Gallardón esgrime como principal argumento los derechos del no-nacido. Con ello se alía con un pensamiento radical e integrista internacional que suele acompañar su ideario con acciones de castigo en las que aplica, por la vía directa, la justicia divina contra pecadores y pecadoras. Por eso su proyecto de ley sólo ha recibido el apoyo explícito de fanáticos, de la cúpula episcopal y de los dirigentes de la ultraderecha francesa del Frente Nacional.

A diferencia de los derechos humanos, los derechos del no-nacido están todavía por ser reconocidos porque, salvo para los fundamentalistas, no constituye una verdad indiscutible que un feto humano sea, en acto, un ser humano. Este debate es como un viaje en el tiempo, un viaje a un tiempo pasado, concretamente al siglo V, aquel tiempo en el que los Padres de la Iglesia entretenían sus horas en luchas de poder metafísicas discutiendo sobre la naturaleza de Cristo, la Santísima Trinidad o la unión del alma con el cuerpo, que era como entonces enfocaban el asunto del aborto. Mientras que los debates sobre la naturaleza de Cristo y de la Trinidad tenían carácter teórico porque sólo afectaban al Padre, al Hijo y al Espíritu Santo, el debate sobre la unión del alma con el cuerpo desde una perspectiva creacionista tenía carácter práctico porque afectaba a las mujeres y a su voluntad de asumir o no asumir un embarazo. Tal vez por ese motivo, sin llegar a un acuerdo sobre los otros dos asuntos se impuso su declaración como dogmas de fe, pero en cambio, sin acuerdo ni conclusión respecto al momento en el que un feto se convierte en ser humano, se relegó el problema al olvido y se dejó la cosa como estaba: las mujeres decidían.
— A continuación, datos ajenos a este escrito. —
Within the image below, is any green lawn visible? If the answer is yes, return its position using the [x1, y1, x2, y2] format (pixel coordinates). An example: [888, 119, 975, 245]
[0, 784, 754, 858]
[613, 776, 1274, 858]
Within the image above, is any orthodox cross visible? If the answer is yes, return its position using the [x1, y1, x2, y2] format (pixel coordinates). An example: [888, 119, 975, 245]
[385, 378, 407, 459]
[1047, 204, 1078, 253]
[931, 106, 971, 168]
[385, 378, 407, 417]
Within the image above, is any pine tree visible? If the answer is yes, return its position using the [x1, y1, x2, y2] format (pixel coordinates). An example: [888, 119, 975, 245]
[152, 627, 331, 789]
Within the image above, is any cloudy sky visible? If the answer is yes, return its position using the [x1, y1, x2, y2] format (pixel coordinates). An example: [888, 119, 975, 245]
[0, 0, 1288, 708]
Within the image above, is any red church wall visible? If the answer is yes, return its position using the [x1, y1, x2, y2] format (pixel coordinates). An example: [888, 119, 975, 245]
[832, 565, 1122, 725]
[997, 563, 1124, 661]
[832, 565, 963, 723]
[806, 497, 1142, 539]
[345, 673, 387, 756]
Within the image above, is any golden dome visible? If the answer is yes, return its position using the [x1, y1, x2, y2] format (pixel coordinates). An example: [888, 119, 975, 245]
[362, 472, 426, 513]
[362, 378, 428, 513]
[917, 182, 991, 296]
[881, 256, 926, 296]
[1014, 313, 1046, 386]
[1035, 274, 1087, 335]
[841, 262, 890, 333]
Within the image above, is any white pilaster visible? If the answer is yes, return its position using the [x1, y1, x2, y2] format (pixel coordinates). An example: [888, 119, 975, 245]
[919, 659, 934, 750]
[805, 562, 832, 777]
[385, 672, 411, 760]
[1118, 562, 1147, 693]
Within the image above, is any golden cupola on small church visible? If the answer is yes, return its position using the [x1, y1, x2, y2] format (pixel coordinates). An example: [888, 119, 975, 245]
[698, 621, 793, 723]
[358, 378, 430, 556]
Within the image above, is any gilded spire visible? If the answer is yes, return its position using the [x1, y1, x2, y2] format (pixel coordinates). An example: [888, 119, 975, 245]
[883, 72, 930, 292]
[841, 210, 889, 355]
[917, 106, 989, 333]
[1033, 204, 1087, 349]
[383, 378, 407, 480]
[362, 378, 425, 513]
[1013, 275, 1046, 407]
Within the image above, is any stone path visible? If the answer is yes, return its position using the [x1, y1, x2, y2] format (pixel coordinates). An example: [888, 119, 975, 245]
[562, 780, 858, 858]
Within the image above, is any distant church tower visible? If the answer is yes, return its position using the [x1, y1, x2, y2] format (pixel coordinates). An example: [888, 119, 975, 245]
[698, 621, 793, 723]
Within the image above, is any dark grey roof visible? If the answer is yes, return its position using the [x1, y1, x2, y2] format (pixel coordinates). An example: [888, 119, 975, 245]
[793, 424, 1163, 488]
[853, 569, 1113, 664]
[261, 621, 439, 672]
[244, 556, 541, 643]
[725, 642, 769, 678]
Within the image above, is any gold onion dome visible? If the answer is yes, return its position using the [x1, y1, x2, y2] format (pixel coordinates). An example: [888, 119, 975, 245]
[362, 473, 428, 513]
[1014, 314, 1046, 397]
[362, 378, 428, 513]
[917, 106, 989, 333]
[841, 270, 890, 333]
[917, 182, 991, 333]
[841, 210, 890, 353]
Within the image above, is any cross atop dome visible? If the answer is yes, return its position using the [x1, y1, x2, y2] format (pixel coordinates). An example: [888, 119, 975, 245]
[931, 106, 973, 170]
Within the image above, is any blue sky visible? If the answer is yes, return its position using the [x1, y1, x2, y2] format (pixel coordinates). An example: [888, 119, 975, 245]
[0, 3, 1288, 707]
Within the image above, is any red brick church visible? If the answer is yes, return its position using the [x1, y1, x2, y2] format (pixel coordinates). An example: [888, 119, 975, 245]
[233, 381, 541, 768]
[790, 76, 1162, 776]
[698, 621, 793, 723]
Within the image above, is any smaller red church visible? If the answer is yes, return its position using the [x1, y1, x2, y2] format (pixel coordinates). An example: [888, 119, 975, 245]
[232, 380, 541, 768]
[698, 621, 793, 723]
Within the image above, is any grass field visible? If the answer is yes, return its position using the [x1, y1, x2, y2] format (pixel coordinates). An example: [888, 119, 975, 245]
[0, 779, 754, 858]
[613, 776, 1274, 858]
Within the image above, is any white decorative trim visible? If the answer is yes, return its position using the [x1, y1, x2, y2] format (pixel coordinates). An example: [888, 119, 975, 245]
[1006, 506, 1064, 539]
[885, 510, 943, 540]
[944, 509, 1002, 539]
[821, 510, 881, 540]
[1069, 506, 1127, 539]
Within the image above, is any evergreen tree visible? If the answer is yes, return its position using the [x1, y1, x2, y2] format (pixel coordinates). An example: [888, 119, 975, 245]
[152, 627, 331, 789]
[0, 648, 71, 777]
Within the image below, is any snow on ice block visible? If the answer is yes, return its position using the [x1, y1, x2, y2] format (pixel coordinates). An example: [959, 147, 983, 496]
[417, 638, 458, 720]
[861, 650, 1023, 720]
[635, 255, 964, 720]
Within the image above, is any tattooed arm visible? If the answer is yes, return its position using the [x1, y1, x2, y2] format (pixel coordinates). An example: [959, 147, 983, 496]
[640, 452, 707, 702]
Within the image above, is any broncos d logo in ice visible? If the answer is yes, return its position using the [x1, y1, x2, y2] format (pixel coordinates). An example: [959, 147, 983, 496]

El afán normativo del presente, sin embargo, pretende no ignorar ningún resquicio de la realidad ni dejarlo sin legislar, por lo que esa voluntad de la mujer que decide sobre su maternidad ha de ser convertida en derecho o en delito. Por pura coherencia, el reconocimiento de esa voluntad como un derecho implica la aceptación del aborto libre o una ley de plazos. Por el contrario, la negación de esa voluntad como derecho implica considerar el aborto como un delito. Pero si es un delito, un asesinato, lo es en todos los supuestos, sin excepciones, y como tal debería ser castigado por la ley. Y ahí tenemos a Gallardón en la encrucijada, porque a la vez que considera el aborto como un delito y ha de dar satisfacción al núcleo duro del PP, es más o menos consciente de que este tiempo no es el de Savonarola ni el de Torquemada. De ahí que haya dado a luz un engendro legislativo.

Después de todo lo dicho, una duda me corroe, la de si todo este asunto del aborto no será una estrategia de distracción del Gobierno para que nos olvidemos de lo que de verdad nos importa, el pan nuestro de cada día.